In ancient (and not so ancient) agrarian societies, the cold months of early spring were the most difficult for survival. Winter stores began to go off or run out completely. The new plantings — even those set in late autumn — weren’t yet ready for harvest. And, in the worst of times, the choice between short-term survival and long-term existence was faced when the seed corn was the only thing left to eat.
These days were known as “the hungry months.”
As a person living with a progressive form of MS — mine is secondary-progressive MS (SPMS) — there are many ways in which it feels like we are living in the hungry months for progressive MS.
It has been decades since the first breakthrough medications were approved for use in treating relapsing-remitting multiple sclerosis (RRMS). The first progressive-MS drug was approved last year (for primary progressive and relapsing forms of MS) but there are still no medications approved for those of us with SPMS, the most prevalent progressive form of the disease.
This is not to say that there isn’t hope for people with progressive MS. There is plenty for which to be hopeful.
According to the International Progressive MS Alliance, there are dozens of current drugs in various stages of clinical trial. An exciting figure, to be sure, but when one thinks of the time and expense of each phase up to submission for approval, it will be years before these potential treatments are on the market for use to combat the effects of the disease.
One of the hurdles to treating progressive MS has been establishing what “success” looks like.
For relapsing MS (often referred to by researchers as the inflammatory stage of the disease) one need simply look at reduction relapse rates, magnetic resonance imaging (MRI) lesion load, and gadolinium-enhancing lesions to establish efficacy of a treatment. With progressive MS, however, the mechanism of how and why progression is taking place is less fully understood.
Some of the outcomes (primary and secondary) that are being studied in these progressive MS drug trials include: brain atrophy (shrinkage of the gray matter), disability progression measured by the Kurtzke Expanded Disability Status Scale (EDSS), timed 25-foot walk, neuroprotection, and others.
It is thought that a combination of the breakdown of neural tissue (both through atrophy and nerve fiber breakdown) are likely causes of disability progression when inflammation is no longer (or to a lesser extent) responsible. Protecting nerve connections and reducing the rate of shrinkage of brain tissue are the current focus for progressive MS drug trials.
It’s a hopeful time for people with progressive MS, to be sure. Just as the thawing of ground, tilling of fields, and the sowing of seeds was an exciting time for our farmer ancestors.
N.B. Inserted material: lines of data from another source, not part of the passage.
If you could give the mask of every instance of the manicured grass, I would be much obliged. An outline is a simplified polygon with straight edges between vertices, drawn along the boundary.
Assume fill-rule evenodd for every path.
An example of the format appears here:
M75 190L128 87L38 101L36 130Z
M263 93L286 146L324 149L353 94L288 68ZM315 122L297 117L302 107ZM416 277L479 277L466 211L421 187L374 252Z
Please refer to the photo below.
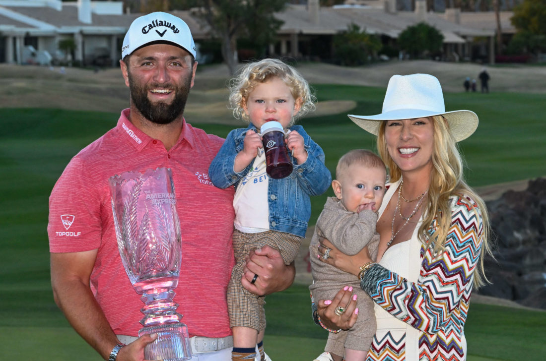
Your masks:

Like them, however, there is time and many other factors of nature and nurture to consider before the plantings sprout and give sustenance. Many of these seeds have sprouted and are being tended by the best research and clinical minds of our age.
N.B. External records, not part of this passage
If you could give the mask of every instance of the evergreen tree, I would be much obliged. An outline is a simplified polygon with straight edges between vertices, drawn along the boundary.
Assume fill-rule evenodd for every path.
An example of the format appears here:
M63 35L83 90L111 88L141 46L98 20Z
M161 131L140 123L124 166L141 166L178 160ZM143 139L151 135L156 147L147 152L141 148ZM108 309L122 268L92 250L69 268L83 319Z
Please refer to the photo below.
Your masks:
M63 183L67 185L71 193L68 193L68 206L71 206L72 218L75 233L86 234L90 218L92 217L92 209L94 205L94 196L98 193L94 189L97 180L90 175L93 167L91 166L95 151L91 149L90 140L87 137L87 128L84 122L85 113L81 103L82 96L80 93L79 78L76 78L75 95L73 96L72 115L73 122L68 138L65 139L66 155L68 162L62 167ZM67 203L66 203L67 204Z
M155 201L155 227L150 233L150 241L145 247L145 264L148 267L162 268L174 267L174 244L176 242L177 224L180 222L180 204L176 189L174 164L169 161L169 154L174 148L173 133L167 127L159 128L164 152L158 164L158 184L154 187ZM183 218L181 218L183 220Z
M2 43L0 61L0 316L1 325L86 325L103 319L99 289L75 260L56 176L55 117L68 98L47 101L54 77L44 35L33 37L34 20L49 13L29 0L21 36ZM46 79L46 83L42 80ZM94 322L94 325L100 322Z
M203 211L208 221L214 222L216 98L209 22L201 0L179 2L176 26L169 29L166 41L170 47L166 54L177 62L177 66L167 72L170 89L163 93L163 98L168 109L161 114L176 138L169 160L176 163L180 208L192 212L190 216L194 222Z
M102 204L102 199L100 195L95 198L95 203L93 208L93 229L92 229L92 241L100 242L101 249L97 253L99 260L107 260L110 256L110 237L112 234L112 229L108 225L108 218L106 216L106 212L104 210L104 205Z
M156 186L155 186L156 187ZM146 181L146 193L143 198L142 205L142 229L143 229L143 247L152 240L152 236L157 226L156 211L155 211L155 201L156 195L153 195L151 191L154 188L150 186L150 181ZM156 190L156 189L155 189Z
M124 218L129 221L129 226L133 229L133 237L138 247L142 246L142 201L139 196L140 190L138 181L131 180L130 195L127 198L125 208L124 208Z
There will be long, hungry months ahead for people with progressive MS as we await outcomes (both positive and negative as many, if not most, research treatments do not make it through to the approval stage). Like those agrarian forbearers, we hope.
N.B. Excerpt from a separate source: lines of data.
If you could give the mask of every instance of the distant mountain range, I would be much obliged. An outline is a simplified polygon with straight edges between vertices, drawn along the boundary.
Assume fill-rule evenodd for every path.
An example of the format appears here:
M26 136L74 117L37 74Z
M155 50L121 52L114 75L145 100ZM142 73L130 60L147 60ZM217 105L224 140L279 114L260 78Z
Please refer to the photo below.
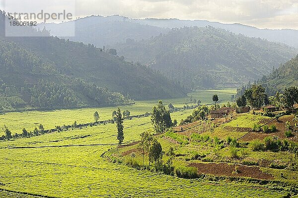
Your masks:
M91 16L60 24L40 24L50 30L51 34L60 36L68 34L70 25L74 24L75 37L65 37L72 41L92 43L98 47L123 42L127 39L141 40L164 34L173 28L211 26L241 34L250 37L260 38L270 41L285 43L298 48L298 30L292 29L261 29L238 23L224 24L206 20L185 20L177 19L135 19L118 15L103 17Z
M62 38L115 48L128 60L192 88L240 86L268 74L298 52L290 47L298 46L297 30L203 20L91 16L39 27L59 36L74 24L75 37Z
M239 86L269 74L298 52L285 44L211 26L173 29L115 48L128 59L193 88Z
M263 76L258 83L266 88L270 95L274 95L291 86L298 86L298 55L281 65L269 74Z
M4 36L0 12L0 112L127 104L185 96L180 84L93 45L23 27L32 37Z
But hope without a plan is just a dream.
People living with relapsing MS might consider what their plans are for secondary-progressive MS. As the National MS Society states: “Prior to the availability of the approved disease-modifying therapies, studies indicated that 50 percent of those diagnosed with RRMS would transition to SPMS within 10 years, and 90 percent would transition within 25 years.”
These figures will likely alter downward as the effect of longer-term use of disease-modifying therapies change the course of disease for many. But they go on to say: “While MS experts agree that the medications have an impact on disease progression, it is too soon to tell the extent to which the disease-modifying treatments alter or delay the transition to SPMS.”